Fun with Quadratic and Cubic Reciprocity

Time for another math club meeting! Rhombus!

This time we have Paul Pedersen, who you may know from the Silicon Valley Math Meetup (https://www.meetup.com/Silicon-Valley-Math-Meetup/). (https://www.meetup.com/Silicon-Valley-Math-Meetup/).) I was fortunate enough to have made his talk on Galois Theory in the Fall of last year, and was inspired to get him to come give a talk here in SF. Paul managed to exhibit the beauty and essence of Galois Theory very accessibly in the course of about an hour and a half.

Blurb:

"Quadratic Reciprocity was Gauss's favorite theorem. According to MathWorld (http://mathworld.wolfram.com/QuadraticReciprocityTheorem.html) he devised no less than 8 different proofs of this theorem.
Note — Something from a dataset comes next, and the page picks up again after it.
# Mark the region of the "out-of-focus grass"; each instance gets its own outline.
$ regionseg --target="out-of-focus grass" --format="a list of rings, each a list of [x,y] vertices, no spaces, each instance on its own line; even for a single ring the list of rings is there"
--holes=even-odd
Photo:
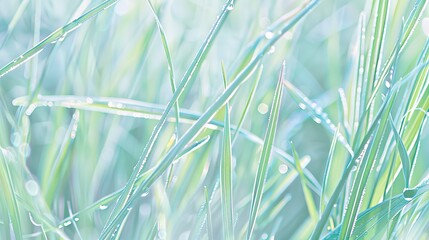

Let's find out what makes reciprocity laws so fascinating. By now there are hundreds of independent proofs of quadratic reciprocity, and not a single one of them is 'obvious'. The two most interesting approaches use (1) Gauss sums, and (2) algebraic field extension. Case (2) is the one that generalizes to cubic and quartic reciprocity. I'd like to walk through the proof of cubic reciprocity in detail. A good reference is Ireland and Rosen: "A Classical Introduction to Modern Number Theory". With some luck, we can get to the point where the statement of Eisenstein Reciprocity at least makes sense."

NB: With construction in the Noisebridge building now finished and with the event taking place in Turing Room (which has four complete walls), we should be spared the ambient noise problems from last time.